Lome and Accra are quite different and I made a few observations that are unique to my experience. First, there are TONS of motor bikes in Togo. We counted about 20 bikes to every car. You can pretty much hitch a ride to anywhere on the back of a motorbike; which was our main source of transportation. I didn’t have a helmet or anything (shoot me) and on dirt roads with pot holes it was slightly scary but mostly fun. I saw so many children on the motor bikes. I looked over and this man was driving with a woman on the back, not holding on, and in between them was a small child just relaxing to the max. Also, professional hospitality has been fully embraced by the Togolese compared to in Ghana. The service we received at restaurants was amazing. Venders/traders were less aggressive and more chill. The buildings of Lome have a much more distinct European design and are generally taller. Also, Lome appears to be cleaner but that is mostly because they have closed gutters.

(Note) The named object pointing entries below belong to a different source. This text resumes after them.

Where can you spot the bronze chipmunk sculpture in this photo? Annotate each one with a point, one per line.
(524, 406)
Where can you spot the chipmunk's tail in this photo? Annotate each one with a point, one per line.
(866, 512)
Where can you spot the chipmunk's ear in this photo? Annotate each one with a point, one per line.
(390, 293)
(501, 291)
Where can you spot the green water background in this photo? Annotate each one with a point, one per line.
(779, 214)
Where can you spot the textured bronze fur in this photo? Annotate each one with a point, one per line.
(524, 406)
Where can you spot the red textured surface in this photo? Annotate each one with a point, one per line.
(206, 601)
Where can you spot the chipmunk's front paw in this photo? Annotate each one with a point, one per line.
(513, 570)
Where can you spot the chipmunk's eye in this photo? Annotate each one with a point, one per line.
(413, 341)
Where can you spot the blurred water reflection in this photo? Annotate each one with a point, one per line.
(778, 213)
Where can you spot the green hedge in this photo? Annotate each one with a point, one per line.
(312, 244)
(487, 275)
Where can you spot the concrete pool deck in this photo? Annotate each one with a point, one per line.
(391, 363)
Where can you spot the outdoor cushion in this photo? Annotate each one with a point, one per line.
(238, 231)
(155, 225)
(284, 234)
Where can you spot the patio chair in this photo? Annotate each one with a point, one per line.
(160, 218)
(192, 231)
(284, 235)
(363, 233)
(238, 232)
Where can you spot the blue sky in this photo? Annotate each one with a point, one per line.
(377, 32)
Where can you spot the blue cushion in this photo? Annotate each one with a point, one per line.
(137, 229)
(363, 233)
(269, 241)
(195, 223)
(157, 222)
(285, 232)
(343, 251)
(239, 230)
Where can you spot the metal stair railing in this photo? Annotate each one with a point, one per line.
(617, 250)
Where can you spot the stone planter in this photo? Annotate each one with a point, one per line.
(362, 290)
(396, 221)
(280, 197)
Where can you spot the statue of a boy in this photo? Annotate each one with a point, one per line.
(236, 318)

From my limited knowledge on African history, I would venture to say the more European feel of Togo has something to do with the ideology difference between France and the British on colonization. The French believed that Africans could aspire to become French and ‘civilized’ and thus strived to integrate them into their society. As where, the British ruled as if Africans could never achieve such a status. After befriending this older Togolese gentelman (who actually helped corbett and I out money-wise because we became broke on my sole budget) who is cheif of his local villiage, he learned that the Togo goverment controlls practivally every sector and that the people of Togo are not as free as the people of Ghana.